9 schooljaren geleden stond ik er voor het eerst terug. Voor een klas. Als leerkracht op een middelbare school. Op 1 september.
De komst van mijn 1e kind had me even daarvoor doen beseffen dat ik daar op professioneel vlak altijd al het gelukkigst was geweest.
Het verhaal was uiteraard iets gecompliceerder dan dat, maar in essentie komt het erop neer dat ik uit het onderwijs stapte omdat een opeenvolging van korte interims en de niet altijd even correcte afhandeling daarvan (lees: examens maken voor een ander terwijl mijn contract al afgelopen was, opdrachten die liepen tot de voorlaatste dag voor een schoolvakantie, vakken geven waarvoor ik niet was opgeleid … ) de rek er wat hadden uitgehaald.
Ik vond een job buiten het onderwijs, leek daar aanvankelijk mijn draai te vinden, maar kwam na een dik jaar tot de conclusie dat mijn hart op school gebleven was. De iets moeizamere vervulling van een kinderwens zorgde ervoor dat het veel te lang duurde vooraleer ik dat doorhad.
De rest is geschiedenis.

Er volgden nog 4 kinderen. In 3 jaar tijd. (We wisten ondertussen hoe het moest. )

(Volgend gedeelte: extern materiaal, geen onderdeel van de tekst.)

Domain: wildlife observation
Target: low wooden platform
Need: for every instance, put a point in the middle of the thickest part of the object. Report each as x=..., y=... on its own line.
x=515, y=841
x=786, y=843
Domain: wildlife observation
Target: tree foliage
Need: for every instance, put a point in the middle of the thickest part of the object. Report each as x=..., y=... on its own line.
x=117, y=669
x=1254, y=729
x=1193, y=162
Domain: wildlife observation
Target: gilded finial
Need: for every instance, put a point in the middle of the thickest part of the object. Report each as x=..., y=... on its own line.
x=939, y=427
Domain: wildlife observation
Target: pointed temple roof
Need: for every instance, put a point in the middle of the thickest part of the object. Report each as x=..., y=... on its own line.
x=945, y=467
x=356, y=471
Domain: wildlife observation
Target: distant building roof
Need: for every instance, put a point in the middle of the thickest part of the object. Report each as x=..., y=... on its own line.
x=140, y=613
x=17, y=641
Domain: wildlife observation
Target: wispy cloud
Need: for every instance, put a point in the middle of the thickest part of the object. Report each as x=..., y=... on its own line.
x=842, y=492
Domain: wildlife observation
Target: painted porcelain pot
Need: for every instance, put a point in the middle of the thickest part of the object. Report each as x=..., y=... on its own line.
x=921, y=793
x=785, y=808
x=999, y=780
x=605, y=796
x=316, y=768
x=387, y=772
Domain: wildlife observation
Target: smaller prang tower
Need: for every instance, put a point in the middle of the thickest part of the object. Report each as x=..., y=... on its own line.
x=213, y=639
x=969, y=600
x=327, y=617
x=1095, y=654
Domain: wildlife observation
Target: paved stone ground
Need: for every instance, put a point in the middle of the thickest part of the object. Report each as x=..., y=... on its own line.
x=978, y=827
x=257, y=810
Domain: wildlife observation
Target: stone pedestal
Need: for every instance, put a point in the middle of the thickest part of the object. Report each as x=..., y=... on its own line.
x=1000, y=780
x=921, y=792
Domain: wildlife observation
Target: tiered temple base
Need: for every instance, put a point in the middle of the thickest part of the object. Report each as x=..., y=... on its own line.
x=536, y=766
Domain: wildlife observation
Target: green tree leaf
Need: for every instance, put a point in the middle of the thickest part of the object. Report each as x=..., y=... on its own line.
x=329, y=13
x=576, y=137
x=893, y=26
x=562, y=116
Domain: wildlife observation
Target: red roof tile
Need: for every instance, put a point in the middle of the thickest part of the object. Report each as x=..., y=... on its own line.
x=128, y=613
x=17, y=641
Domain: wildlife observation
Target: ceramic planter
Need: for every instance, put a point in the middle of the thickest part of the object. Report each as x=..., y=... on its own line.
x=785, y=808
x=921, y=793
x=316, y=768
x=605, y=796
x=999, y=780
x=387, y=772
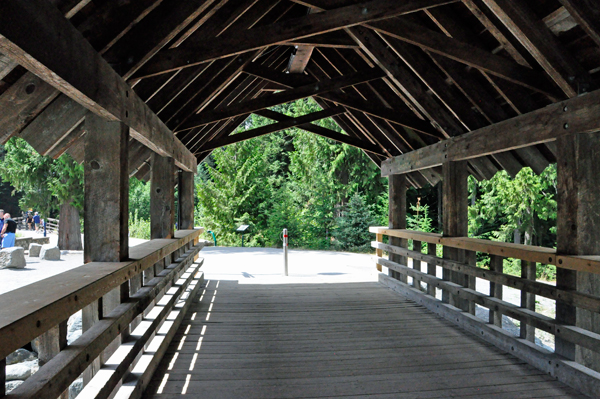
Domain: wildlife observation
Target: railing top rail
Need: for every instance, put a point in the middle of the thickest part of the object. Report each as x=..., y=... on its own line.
x=28, y=312
x=529, y=253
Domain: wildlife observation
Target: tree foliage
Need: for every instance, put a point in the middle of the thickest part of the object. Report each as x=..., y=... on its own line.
x=291, y=179
x=47, y=185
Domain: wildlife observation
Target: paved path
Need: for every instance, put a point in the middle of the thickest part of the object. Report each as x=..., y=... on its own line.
x=256, y=334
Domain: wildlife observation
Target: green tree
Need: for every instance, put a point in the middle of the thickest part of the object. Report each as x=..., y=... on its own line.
x=48, y=185
x=352, y=232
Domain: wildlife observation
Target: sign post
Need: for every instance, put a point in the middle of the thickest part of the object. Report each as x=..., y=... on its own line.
x=285, y=242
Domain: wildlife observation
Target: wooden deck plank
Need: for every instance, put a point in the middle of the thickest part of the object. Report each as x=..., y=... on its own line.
x=333, y=341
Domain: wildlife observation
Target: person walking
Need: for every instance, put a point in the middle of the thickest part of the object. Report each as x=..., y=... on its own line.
x=29, y=221
x=36, y=221
x=8, y=232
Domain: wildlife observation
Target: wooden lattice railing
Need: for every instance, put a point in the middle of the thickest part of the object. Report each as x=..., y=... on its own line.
x=432, y=281
x=120, y=349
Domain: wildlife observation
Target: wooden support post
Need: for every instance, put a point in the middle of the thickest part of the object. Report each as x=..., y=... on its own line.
x=379, y=252
x=471, y=259
x=106, y=191
x=527, y=299
x=106, y=211
x=578, y=219
x=397, y=219
x=162, y=197
x=496, y=265
x=417, y=262
x=455, y=213
x=431, y=268
x=50, y=344
x=186, y=200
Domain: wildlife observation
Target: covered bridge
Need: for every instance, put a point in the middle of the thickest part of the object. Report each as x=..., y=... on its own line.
x=430, y=90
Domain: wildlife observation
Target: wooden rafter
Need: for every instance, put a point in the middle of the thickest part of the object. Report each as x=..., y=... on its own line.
x=324, y=132
x=587, y=14
x=278, y=33
x=77, y=70
x=577, y=115
x=282, y=98
x=272, y=128
x=397, y=116
x=540, y=42
x=464, y=53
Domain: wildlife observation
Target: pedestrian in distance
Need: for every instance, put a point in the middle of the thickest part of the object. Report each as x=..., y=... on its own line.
x=36, y=221
x=8, y=232
x=29, y=221
x=1, y=225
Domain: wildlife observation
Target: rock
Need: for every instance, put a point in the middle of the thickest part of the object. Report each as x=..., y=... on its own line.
x=10, y=385
x=21, y=371
x=74, y=328
x=12, y=257
x=75, y=388
x=50, y=252
x=19, y=356
x=34, y=250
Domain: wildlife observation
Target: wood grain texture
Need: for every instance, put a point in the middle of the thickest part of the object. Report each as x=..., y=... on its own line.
x=106, y=202
x=58, y=53
x=334, y=340
x=239, y=42
x=577, y=115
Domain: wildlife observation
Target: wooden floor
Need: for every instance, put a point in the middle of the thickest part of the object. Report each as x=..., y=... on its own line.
x=333, y=340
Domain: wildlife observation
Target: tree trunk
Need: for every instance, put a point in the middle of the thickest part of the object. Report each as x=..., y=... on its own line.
x=69, y=228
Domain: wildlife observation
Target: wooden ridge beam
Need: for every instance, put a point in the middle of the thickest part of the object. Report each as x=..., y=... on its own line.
x=240, y=42
x=470, y=55
x=282, y=98
x=335, y=39
x=61, y=56
x=272, y=128
x=577, y=115
x=324, y=132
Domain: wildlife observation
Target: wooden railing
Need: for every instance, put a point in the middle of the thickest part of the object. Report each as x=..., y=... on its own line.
x=436, y=288
x=153, y=292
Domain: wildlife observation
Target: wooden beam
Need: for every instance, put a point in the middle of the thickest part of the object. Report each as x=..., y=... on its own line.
x=541, y=43
x=324, y=132
x=106, y=190
x=282, y=98
x=401, y=76
x=53, y=124
x=455, y=203
x=77, y=70
x=278, y=33
x=587, y=15
x=153, y=32
x=162, y=197
x=392, y=115
x=272, y=128
x=186, y=190
x=336, y=39
x=22, y=102
x=577, y=115
x=470, y=55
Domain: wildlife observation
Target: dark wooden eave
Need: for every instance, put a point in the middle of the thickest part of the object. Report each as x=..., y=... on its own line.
x=443, y=72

Ik bleef werken. Ik bracht een prematuur geboren tweeling waarvan de kleinste na krap 4 maanden net 4 kilo woog naar de crèche om te kunnen gaan werken. Na de komst van ons kleinste sprotje, 20 maanden later, nam ik wel ouderschapsverlof. 7 maanden lang. Om de schade in te halen. Wellicht.